Timing and rationale of sugar exports
Strong carryover-stocks plus estimates of surplus production this year have led the government to allow limited export of sugar.
But sugar millers want still more: subsidy on exports or lowering of cane support price, or enhancement of export limits.
Government officials say the demand for subsidy cannot be met because of fiscal constraints. Lowering support price for cane cannot merit a serious consideration. But they say the Economic Coordination Committee can decide on more exports once the 0.5m tonnes limit is exhausted by March 2015.
Officials in provincial agriculture departments say that cane crushing got delayed because the ECC took time to allow sugar exports.
However, a few mills in Sindh and Punjab have already begun cane crushing after amicably settling disputes with growers over stuck-up payments. A senior official of Sindh agriculture department confirmed that at least three mills, one each in Sakrand, Mitiari and Sanghar, have started operation.
He said that in addition to resolution of payment disputes, overlapping commercial interests of big growers and millers had also prompted timely cane crushing in these districts.
But a majority of sugarcane growers fear that most millers might continue delaying cane crushing till the time sugar prices rise further, inflicting farmers financial losses. Sugar prices have already started inching up in the wholesale markets on reports of exports.
Sugar prices have started inching up in the wholesale markets on reports of exports
Officials, however, see no justification for sugar price hike because millers have enough surplus stocks, cane crushing is about to go full scale, projected output is higher than consumption and there is no immediate local demand pressures.
Sugar production this year is expected to range between 5.0-5.4m tonnes, against 5.7m tonnes last year, and 0.5-0.9m tonnes in excess of the estimated local consumption of 4.5m tonnes.
Agriculture Policy Institute (API) estimates total sugarcane output at 63m tonnes, enough to produce 5m tonnes of sugar. But if the Suparco’s production estimate of 68m tonnes is given more weight, then sugar output should touch 5.4m tonnes.
Casting doubts about API estimates, sugar millers allege that at the beginning of cane crushing season every year, policymakers routinely offer low output projections to keep sugarcane prices from falling. For most of them Suparco’s estimate, based on post-flood satellite survey of cane fields is more accurate.
In its October 2014 crop report, Suparco projected 75m tonnes of cane output but made it clear that 725,000 tonnes would not be available due to the flood-related damages, which reduces this estimate effectively to around 68m tonnes.
One thing that mars sugar economics is the timing of export. Millers say that every year the government finally permits exports of almost the same quantity of sugar that they originally demand. But since the government allows exports in installments — with intervals often stretching more than three months — not only exporters lose competitiveness, the entire sugar market remains in the grip of uncertainty.

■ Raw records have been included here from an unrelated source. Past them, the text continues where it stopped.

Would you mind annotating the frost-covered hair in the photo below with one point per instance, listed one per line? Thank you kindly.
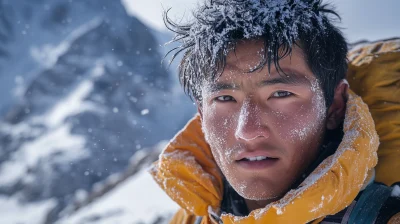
(219, 24)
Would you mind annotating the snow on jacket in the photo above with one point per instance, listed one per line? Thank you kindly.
(187, 172)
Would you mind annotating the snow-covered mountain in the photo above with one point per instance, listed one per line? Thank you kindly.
(82, 89)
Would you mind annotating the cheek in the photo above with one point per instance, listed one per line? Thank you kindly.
(298, 122)
(217, 125)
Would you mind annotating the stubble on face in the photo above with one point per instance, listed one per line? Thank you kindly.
(288, 128)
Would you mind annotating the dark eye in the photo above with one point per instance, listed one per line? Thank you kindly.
(225, 98)
(281, 94)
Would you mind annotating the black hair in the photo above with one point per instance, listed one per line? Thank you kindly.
(219, 24)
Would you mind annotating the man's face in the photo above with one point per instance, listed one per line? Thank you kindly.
(264, 130)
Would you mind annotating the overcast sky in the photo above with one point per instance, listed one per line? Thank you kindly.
(361, 19)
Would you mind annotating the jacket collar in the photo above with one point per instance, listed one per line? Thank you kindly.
(188, 174)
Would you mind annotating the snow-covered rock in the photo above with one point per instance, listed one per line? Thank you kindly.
(89, 91)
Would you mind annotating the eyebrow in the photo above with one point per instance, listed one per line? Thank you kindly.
(288, 79)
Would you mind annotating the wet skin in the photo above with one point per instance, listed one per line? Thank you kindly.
(264, 129)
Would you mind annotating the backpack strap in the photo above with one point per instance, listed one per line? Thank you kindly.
(369, 204)
(198, 219)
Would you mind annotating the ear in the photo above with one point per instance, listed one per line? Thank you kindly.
(199, 109)
(337, 110)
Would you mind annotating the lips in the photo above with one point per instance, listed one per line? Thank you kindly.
(258, 155)
(256, 160)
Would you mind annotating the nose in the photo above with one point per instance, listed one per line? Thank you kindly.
(250, 125)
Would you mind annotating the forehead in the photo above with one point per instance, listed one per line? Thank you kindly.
(247, 56)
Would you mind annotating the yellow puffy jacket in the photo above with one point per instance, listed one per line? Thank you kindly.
(187, 172)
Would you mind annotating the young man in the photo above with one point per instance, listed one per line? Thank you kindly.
(279, 137)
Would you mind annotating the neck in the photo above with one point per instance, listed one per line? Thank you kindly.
(253, 204)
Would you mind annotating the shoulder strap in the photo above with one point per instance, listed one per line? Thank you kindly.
(369, 204)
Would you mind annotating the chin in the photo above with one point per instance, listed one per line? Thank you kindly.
(255, 190)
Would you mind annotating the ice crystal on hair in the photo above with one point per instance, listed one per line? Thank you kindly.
(219, 24)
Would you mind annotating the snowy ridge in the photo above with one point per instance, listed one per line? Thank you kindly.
(88, 100)
(131, 196)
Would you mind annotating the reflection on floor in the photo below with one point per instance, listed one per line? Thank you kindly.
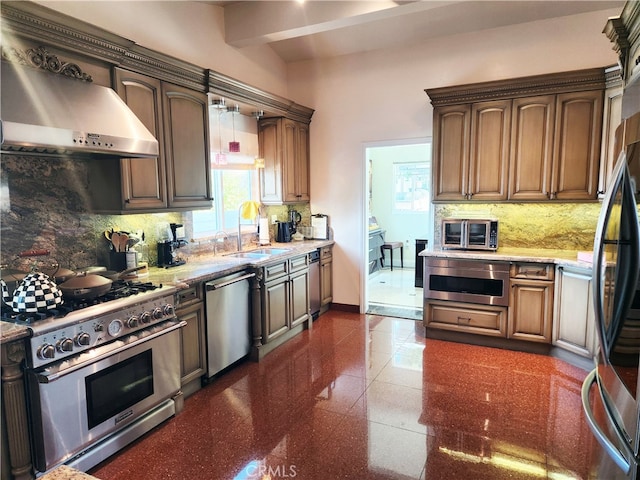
(393, 293)
(369, 397)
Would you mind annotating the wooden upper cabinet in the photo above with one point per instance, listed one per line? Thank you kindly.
(143, 179)
(178, 178)
(186, 120)
(269, 144)
(531, 147)
(284, 145)
(296, 162)
(530, 139)
(451, 131)
(489, 158)
(578, 136)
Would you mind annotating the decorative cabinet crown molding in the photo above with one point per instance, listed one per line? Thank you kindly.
(32, 22)
(573, 81)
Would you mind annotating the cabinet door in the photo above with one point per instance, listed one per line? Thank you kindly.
(269, 143)
(295, 161)
(186, 122)
(611, 119)
(574, 328)
(578, 134)
(143, 179)
(489, 157)
(326, 282)
(530, 310)
(532, 127)
(275, 314)
(192, 337)
(451, 130)
(299, 291)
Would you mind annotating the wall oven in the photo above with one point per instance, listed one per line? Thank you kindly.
(468, 234)
(470, 281)
(101, 373)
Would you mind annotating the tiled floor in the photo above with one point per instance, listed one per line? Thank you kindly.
(368, 397)
(393, 293)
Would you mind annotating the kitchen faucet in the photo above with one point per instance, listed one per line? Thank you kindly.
(216, 239)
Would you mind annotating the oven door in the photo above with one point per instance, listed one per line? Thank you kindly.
(79, 402)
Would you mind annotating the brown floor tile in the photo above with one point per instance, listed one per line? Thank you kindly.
(368, 397)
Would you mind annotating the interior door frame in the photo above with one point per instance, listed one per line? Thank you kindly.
(364, 221)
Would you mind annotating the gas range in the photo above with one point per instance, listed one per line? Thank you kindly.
(79, 326)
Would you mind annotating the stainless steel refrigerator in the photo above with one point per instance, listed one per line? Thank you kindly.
(610, 391)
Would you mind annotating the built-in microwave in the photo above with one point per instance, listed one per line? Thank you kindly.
(470, 234)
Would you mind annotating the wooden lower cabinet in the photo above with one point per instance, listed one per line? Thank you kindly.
(531, 310)
(192, 339)
(465, 317)
(574, 328)
(531, 302)
(326, 278)
(285, 298)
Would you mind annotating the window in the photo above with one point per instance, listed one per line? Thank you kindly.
(236, 180)
(411, 187)
(231, 187)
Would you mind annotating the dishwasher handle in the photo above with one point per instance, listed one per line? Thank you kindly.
(215, 286)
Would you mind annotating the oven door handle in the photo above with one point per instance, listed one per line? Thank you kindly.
(44, 377)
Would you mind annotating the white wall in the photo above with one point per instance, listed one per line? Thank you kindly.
(378, 96)
(190, 31)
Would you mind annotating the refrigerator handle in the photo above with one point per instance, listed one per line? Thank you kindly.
(602, 438)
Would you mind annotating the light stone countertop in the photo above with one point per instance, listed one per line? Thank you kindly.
(208, 267)
(568, 258)
(202, 269)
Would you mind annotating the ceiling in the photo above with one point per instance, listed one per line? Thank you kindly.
(319, 29)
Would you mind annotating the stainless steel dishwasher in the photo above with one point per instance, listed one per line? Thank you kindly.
(314, 283)
(228, 320)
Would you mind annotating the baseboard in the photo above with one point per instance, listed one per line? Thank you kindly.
(345, 307)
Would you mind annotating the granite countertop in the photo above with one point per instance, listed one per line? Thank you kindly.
(202, 269)
(567, 258)
(65, 472)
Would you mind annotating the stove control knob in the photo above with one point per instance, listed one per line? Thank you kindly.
(64, 345)
(46, 351)
(132, 322)
(83, 339)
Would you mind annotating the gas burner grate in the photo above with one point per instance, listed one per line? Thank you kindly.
(119, 289)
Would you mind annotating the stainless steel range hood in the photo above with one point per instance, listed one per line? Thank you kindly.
(43, 113)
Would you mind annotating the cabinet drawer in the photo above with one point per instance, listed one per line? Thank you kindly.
(462, 317)
(188, 296)
(274, 271)
(298, 263)
(539, 271)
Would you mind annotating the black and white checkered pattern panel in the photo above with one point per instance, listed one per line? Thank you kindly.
(36, 294)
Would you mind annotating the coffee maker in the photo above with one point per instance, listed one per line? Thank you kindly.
(168, 249)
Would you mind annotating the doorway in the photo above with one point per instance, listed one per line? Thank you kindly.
(398, 209)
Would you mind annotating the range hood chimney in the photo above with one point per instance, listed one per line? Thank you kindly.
(43, 113)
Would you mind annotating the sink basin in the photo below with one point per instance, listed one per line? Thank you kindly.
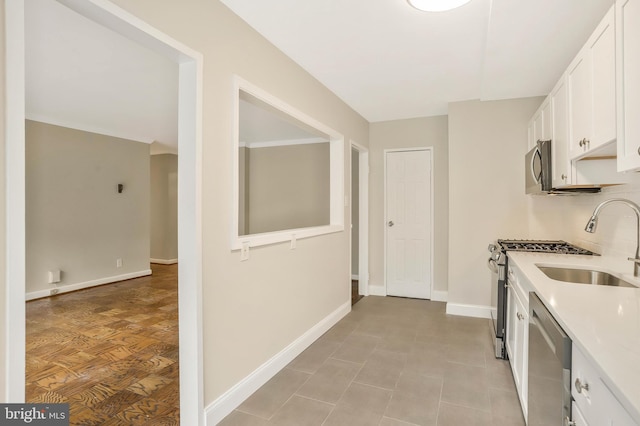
(583, 276)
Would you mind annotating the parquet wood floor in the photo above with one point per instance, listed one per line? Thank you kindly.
(111, 352)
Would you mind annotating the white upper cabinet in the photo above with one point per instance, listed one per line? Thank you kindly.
(628, 83)
(559, 113)
(592, 91)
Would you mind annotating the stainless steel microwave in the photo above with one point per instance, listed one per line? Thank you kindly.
(537, 168)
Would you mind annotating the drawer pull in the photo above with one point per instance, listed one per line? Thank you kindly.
(581, 386)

Senior officials of Pakistan Sugar Mills Association (PSMA) say their demand for sugar exports of up to 1.5m tonnes this year takes into account prospects of adequate output and carry-forward stocks of no less than 1.5m tonnes. “But the government insistence that we should first export 0.5m tonnes by next March would not only keep the marketing uncertain about the extent of surplus, impacting on prices; it’d also be difficult for exporters to make supply commitments to foreign buyers which, can result in loss of some export orders,” explains a former PSMA head.
Government officials say the timing of sugar exports is set keeping in view its possible implications for cane growers, millers and consumers. Officials of the Ministry of National Food Security and Research say that during the last marketing year (October 2013-September 2014) sugar millers exported slightly less than 725,000 tonnes of sugar when production totaled 5.7m tonnes against 5m tonnes a year ago.
“This year, after meeting local demand and keeping strategic reserves, the industry can export half a million tonnes,” says a senior official, explaining why the current export limit was set at this level. He and other officials also dispute the millers’ calculations about carry-forward stocks. According to their own estimates, the stocks are slightly over 1m tonnes.
Officials say the government decision to impose 20pc regulatory duty on sugar imports is aimed at saving exporters from unnecessary competition. Instead of piling up demands on the government, the sugar millers must appreciate such measures, they insist.
Meanwhile, Kissan Board Pakistan Sardar Zafar Hussain has demanded setting up of a regulatory authority to ensure implementation of support prices of key crops including cane. This merits consideration at policymaking level because every year, small farmers, in particular, don’t get right prices for their produce—and are often seen selling them below support prices—thanks to delaying tactics employed by millers and delayed intervention of such state agencies like Trading Corporation of Pakistan or Pakistan Agricultural Supplies and Storage Corporation.